I have no idea what the hon. Gentleman is referring to. That is not Government policy and it is not Lib Dem policy either. I am sorry that he seeks to make a political point about something as serious as bus fares. I hope he will take some comfort from the answer I gave, which was that bus fares have fallen in real terms by 4%—unlike under the previous Government, when between 1997 and 2009, bus fares increased by 24%.

Is my hon. Friend aware that in addition to the free off-peak bus pass, Milton Keynes council has introduced a discounted peak bus fare for pensioners?

I was not aware of that development, but I am interested to hear of it. It is becoming clear that under the new localism and devolution proposals advanced by the Government, different approaches are being adopted by local government. Some councils are responding sensibly and creatively to their new freedoms, while others are responding less well.

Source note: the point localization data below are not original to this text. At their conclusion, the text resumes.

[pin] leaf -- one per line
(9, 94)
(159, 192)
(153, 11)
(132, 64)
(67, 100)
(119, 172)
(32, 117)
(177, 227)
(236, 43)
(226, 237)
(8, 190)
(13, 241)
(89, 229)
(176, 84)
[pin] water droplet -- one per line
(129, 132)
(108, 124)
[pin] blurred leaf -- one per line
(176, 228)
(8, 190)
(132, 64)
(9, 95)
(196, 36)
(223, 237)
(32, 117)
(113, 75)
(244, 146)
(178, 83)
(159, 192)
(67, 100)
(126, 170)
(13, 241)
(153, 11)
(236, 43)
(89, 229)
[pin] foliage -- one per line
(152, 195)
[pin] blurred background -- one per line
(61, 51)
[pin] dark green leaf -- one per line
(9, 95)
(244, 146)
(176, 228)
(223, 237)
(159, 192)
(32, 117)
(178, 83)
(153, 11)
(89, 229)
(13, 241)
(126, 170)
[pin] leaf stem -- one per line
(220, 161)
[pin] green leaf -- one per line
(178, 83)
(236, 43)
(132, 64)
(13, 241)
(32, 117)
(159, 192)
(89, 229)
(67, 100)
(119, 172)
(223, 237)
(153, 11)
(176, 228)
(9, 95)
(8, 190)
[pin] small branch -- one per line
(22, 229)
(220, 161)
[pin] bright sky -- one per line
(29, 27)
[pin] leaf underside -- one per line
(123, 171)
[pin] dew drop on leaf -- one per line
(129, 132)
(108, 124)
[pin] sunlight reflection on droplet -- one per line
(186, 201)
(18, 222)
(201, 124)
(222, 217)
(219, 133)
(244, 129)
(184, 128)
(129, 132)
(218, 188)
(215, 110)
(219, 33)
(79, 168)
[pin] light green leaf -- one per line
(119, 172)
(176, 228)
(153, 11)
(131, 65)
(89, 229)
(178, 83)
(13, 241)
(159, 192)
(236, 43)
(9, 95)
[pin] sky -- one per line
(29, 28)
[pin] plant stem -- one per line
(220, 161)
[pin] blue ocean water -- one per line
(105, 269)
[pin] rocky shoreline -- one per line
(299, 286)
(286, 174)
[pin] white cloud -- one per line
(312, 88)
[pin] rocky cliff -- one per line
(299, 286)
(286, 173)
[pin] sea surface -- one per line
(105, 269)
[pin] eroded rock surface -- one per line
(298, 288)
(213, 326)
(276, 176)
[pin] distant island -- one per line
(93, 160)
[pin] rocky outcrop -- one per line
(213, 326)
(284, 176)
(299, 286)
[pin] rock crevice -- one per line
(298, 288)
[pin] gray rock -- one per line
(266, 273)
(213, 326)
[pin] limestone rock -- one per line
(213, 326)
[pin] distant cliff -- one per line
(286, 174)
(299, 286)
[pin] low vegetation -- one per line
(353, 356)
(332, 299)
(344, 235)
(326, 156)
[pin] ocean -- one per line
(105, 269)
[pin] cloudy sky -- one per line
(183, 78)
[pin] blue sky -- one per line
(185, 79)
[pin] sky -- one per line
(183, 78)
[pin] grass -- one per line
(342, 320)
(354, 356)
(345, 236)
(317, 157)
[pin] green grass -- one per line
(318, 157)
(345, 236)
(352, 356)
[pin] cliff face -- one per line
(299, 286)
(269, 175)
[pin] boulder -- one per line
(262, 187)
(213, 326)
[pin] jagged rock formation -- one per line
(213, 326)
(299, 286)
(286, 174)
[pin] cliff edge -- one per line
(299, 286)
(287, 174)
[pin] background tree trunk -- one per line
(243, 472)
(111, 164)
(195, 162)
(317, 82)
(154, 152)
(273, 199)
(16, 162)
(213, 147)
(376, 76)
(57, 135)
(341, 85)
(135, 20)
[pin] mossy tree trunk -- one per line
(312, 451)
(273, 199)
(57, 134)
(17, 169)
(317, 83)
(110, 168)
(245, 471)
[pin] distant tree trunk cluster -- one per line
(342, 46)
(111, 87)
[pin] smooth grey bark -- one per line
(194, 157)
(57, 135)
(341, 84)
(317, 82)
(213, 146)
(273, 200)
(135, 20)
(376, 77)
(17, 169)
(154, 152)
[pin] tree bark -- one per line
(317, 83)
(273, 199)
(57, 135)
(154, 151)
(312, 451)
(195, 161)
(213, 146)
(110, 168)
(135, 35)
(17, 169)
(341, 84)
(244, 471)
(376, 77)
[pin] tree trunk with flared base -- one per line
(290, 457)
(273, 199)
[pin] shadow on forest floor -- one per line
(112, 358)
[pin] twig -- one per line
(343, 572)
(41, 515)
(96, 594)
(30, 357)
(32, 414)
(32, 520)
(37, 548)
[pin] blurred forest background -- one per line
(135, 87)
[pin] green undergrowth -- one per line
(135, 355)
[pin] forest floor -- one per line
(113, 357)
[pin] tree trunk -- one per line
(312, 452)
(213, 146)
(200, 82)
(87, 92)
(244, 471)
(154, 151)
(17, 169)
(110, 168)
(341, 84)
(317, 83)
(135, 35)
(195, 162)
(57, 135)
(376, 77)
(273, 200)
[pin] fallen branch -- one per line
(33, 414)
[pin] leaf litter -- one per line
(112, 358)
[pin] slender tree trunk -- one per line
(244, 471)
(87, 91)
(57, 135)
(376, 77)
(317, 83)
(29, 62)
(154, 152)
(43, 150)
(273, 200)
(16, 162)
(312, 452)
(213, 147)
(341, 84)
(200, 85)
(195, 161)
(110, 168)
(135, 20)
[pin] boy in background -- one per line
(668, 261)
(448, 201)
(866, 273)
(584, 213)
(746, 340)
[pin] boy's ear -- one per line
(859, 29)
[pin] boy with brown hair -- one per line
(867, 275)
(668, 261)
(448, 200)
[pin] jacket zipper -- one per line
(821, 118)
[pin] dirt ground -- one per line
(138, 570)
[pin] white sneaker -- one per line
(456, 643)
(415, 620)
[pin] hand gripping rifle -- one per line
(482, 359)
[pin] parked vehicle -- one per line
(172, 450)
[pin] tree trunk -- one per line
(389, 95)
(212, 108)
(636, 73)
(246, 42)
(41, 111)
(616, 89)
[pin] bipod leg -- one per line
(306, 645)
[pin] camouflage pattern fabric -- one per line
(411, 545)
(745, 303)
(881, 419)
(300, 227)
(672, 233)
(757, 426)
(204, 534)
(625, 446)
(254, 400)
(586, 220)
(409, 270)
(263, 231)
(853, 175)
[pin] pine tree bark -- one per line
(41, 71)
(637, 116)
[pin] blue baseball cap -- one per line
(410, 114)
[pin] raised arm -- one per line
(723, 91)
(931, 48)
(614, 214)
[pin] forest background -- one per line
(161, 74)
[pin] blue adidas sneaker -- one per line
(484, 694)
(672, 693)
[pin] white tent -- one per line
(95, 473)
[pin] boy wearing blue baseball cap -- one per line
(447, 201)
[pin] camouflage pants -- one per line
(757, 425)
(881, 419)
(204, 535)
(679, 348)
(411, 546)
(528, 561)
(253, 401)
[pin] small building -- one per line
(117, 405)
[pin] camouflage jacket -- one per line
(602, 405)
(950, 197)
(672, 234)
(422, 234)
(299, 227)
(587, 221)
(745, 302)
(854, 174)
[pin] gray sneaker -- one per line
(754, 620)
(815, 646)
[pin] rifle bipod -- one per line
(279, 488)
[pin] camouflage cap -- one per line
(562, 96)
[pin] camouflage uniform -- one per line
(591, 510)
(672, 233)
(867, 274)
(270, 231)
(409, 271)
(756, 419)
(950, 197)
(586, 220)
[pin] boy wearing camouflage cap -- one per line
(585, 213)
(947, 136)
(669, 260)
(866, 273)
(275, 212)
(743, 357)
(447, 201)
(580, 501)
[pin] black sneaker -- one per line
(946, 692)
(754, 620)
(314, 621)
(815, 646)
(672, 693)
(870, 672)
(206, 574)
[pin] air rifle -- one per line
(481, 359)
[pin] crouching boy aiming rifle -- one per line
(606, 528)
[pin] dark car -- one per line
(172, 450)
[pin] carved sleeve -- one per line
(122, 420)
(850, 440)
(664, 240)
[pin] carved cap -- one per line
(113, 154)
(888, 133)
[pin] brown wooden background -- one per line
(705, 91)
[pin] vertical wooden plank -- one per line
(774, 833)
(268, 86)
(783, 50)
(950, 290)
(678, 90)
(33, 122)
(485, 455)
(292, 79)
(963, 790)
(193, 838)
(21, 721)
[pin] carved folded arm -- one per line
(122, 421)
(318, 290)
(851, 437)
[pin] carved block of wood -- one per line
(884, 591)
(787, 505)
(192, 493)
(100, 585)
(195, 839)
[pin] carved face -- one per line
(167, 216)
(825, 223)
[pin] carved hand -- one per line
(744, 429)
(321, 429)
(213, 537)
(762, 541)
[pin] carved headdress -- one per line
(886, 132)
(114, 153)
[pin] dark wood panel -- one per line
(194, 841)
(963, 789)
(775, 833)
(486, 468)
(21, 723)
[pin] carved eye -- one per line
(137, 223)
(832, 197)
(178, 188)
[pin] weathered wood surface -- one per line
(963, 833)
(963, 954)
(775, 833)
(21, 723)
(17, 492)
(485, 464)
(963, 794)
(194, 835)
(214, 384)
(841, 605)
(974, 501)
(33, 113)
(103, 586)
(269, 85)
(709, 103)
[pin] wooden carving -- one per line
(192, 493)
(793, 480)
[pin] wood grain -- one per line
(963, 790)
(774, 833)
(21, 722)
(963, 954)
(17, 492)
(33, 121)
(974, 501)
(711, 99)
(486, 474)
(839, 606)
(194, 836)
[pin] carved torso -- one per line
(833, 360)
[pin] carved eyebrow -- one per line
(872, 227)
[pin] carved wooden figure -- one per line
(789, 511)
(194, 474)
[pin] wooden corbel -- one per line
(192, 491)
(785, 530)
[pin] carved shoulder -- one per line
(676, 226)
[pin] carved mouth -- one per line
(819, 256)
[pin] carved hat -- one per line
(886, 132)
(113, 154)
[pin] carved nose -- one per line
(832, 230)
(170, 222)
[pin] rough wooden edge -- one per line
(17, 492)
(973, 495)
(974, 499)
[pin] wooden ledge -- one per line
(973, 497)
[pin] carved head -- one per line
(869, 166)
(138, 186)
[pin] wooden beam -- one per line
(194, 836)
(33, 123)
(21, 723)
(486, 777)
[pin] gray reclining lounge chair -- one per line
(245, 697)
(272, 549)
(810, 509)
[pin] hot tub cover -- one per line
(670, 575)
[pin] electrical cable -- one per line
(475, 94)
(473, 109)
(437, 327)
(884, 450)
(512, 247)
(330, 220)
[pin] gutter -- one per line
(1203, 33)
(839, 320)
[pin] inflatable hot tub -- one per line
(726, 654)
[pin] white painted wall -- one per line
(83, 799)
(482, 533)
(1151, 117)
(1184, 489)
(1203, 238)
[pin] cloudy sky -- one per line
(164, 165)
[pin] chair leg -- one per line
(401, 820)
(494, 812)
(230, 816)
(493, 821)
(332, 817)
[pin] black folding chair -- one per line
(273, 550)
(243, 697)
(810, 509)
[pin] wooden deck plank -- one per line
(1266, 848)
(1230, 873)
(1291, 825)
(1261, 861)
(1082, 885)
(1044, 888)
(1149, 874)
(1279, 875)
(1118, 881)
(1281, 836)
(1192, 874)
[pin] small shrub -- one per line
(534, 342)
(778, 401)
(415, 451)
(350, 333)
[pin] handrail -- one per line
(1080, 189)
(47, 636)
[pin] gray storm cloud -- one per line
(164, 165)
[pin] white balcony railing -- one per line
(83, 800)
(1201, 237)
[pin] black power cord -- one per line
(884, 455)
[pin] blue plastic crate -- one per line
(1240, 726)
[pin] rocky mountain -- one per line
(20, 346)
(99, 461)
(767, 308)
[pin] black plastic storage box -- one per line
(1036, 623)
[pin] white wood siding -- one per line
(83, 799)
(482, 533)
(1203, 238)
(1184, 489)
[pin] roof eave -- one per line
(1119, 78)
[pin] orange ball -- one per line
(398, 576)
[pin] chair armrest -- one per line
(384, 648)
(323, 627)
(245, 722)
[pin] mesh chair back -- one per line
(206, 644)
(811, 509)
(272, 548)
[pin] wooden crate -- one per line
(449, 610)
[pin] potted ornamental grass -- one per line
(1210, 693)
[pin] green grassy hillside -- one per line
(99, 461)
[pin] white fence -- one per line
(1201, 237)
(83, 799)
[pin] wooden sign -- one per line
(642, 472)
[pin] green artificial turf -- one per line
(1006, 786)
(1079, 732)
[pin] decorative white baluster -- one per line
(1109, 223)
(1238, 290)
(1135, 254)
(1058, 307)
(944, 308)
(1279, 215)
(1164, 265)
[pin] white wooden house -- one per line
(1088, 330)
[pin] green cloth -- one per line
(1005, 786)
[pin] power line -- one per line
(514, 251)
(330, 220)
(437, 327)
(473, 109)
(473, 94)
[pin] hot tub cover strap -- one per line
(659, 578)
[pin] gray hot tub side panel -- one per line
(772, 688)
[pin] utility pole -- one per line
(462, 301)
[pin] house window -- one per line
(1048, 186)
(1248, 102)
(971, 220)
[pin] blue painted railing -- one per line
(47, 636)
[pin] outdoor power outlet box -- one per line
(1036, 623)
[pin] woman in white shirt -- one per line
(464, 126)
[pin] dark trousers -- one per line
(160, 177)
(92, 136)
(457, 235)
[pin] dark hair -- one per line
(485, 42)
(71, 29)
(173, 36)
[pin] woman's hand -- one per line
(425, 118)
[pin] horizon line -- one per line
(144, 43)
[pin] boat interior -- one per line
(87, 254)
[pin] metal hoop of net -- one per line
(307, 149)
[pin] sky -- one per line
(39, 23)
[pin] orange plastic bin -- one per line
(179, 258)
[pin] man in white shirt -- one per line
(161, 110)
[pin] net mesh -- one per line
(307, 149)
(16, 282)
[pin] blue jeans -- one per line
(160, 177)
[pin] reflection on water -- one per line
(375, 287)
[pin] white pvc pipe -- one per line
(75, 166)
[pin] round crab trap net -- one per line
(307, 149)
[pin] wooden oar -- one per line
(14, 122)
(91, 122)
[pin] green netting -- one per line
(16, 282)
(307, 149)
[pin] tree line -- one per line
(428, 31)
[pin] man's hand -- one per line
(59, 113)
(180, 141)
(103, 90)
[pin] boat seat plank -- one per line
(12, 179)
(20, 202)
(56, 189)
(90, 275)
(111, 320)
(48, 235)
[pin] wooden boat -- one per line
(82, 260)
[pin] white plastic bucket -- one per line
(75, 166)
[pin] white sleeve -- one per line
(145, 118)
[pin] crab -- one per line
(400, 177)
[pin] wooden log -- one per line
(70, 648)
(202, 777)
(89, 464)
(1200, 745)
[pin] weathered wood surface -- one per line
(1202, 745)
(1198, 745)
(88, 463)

Inside London, bus fares have gone up under Boris Johnson. This is a tax on people’s jobs, as constituents like mine who have to travel long distances to work now have to face this additional daily cost. Ken Livingstone, the Labour candidate for the mayoral elections, has identified a recurring £330 million sum in Transport for London’s budget; should that not go back to those hard-working people through a reduction in their daily bus fares?

These matters are devolved in London. The hon. Gentleman will forgive me if I do not get involved in some sort of beauty contest between Boris and Ken.